McNally advances the long-refuted canard that schools in the choice program "deny choice to students who have special educational needs or behavioral problems." The truth is that while many schools in the Milwaukee Public Schools screen students on such criteria, state law specifically prohibits screening of students in Milwaukee's choice program.
Having falsely argued that special-needs students are denied access to the MPCP, McNally then claims that when "parents use vouchers to try to send those children to private schools, after their children have been counted for purposes of state aid, voucher schools send those kids packing back to public schools." As the Milwaukee Journal Sentinel reported after investigating this charge, "There is one problem with the claim: No facts back it up."
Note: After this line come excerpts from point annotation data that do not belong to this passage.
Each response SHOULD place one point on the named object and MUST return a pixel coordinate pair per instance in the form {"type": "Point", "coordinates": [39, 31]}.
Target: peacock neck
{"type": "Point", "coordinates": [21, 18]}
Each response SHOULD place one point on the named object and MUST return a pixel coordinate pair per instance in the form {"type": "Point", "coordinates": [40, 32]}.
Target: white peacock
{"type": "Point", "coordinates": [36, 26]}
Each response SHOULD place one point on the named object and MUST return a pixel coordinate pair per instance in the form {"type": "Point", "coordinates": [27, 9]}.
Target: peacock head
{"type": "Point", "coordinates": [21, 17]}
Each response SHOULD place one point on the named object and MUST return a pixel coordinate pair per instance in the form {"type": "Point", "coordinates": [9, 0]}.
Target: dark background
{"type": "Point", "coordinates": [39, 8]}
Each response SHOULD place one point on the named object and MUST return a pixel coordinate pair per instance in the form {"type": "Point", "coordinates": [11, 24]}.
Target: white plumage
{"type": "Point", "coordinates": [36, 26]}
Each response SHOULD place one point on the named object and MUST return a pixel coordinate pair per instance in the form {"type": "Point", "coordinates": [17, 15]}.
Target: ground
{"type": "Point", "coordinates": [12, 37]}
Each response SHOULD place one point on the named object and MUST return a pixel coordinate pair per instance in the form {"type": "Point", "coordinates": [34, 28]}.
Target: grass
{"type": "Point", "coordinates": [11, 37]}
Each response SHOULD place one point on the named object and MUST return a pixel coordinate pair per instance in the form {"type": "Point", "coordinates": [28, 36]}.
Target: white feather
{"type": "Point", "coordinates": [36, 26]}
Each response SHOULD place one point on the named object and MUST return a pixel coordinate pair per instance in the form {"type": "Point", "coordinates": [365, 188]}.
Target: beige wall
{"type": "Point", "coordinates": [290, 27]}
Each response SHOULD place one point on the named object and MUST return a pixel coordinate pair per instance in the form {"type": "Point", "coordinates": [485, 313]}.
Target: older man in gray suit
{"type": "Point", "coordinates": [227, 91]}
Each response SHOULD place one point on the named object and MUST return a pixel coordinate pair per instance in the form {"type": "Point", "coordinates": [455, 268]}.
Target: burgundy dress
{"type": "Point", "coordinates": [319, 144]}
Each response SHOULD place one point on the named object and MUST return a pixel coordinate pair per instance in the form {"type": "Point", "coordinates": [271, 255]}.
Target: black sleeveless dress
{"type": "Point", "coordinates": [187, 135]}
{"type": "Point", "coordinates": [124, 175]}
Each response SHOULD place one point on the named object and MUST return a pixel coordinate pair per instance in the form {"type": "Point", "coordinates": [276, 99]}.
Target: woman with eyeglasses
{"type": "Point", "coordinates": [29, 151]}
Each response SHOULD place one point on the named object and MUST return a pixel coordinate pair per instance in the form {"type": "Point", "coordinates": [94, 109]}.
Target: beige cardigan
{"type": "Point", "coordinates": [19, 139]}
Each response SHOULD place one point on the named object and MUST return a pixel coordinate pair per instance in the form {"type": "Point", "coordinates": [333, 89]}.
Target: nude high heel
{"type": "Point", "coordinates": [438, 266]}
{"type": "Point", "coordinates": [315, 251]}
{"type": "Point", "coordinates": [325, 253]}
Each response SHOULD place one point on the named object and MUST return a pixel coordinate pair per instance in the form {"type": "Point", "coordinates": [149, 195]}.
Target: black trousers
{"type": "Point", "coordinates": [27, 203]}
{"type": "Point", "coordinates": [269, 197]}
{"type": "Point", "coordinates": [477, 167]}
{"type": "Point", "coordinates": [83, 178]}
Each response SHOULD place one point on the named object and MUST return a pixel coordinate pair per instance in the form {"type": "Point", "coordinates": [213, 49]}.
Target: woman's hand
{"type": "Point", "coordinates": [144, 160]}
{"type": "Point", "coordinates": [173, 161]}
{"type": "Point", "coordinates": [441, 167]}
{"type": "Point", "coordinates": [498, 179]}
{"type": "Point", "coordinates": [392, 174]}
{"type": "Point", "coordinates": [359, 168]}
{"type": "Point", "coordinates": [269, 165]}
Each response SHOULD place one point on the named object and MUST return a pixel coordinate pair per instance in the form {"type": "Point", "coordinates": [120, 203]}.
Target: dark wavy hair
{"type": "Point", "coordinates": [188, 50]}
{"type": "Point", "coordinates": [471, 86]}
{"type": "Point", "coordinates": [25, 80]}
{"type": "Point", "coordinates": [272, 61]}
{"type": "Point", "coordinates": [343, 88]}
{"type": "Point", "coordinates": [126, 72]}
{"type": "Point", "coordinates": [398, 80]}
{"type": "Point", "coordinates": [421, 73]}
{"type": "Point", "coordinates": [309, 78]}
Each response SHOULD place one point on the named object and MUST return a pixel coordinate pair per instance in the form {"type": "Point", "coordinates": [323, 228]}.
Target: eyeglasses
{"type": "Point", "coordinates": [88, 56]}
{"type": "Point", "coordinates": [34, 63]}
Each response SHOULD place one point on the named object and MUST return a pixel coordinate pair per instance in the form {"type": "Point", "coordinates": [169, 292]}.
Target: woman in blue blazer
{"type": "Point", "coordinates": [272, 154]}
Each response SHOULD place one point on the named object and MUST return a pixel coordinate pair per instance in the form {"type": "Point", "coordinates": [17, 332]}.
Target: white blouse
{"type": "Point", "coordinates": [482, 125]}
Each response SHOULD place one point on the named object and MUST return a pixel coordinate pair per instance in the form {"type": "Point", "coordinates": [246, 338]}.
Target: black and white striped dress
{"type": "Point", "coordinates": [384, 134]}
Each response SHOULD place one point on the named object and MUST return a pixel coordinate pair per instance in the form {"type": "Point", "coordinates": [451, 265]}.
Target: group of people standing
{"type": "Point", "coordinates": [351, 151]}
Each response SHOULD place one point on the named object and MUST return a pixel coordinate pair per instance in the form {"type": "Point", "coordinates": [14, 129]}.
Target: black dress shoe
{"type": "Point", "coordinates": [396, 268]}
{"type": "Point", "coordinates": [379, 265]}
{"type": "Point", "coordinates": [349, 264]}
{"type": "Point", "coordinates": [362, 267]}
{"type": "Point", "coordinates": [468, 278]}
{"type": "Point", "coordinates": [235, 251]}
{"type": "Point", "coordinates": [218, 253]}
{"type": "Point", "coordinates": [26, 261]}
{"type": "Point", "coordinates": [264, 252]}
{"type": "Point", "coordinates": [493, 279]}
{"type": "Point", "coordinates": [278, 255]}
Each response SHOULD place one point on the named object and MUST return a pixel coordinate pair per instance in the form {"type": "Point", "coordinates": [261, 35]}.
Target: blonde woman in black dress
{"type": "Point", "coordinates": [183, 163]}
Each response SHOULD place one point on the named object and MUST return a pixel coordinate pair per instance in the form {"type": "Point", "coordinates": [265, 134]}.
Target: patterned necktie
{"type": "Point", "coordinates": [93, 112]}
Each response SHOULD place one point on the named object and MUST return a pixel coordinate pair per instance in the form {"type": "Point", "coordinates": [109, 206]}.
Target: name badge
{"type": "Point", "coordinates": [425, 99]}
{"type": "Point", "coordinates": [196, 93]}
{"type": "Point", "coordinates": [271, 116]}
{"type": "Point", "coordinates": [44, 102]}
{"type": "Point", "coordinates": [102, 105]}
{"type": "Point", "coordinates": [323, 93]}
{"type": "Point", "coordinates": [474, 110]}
McNally then asserts "there is no real evidence that even the black children who are deemed acceptable to private and religious schools do any better once they get into those schools." In truth, a Brookings Institution report says the "most rigorous" studies of school choice programs show that they benefit African-American students. Further, we know that the graduation rate in Milwaukee is much higher for students in the MPCP than for MPS students.
Next, according to McNally, the choice program "only (gives) choice to students who are highly motivated or who have highly motivated parents."
Naturally, McNally offers no substantiation. University of Wisconsin Professor John Witte, the original state evaluator of the MPCP, found no evidence to support McNally's charge. Witte said earlier this year: "Everyone agrees there wasn't really cream skimming."
In a 2005 Milwaukee Journal Sentinel series on the MPCP, the reporters concluded: "There is no evidence that voucher schools have 'creamed' the best students from Milwaukee Public Schools, an early concern expressed by some critics."
Howard Fuller, director, Institute for the Transformation of Learning, Marquette University, Milwaukee
The above letter to the editor was published in the October 11, 2007 Capital Times.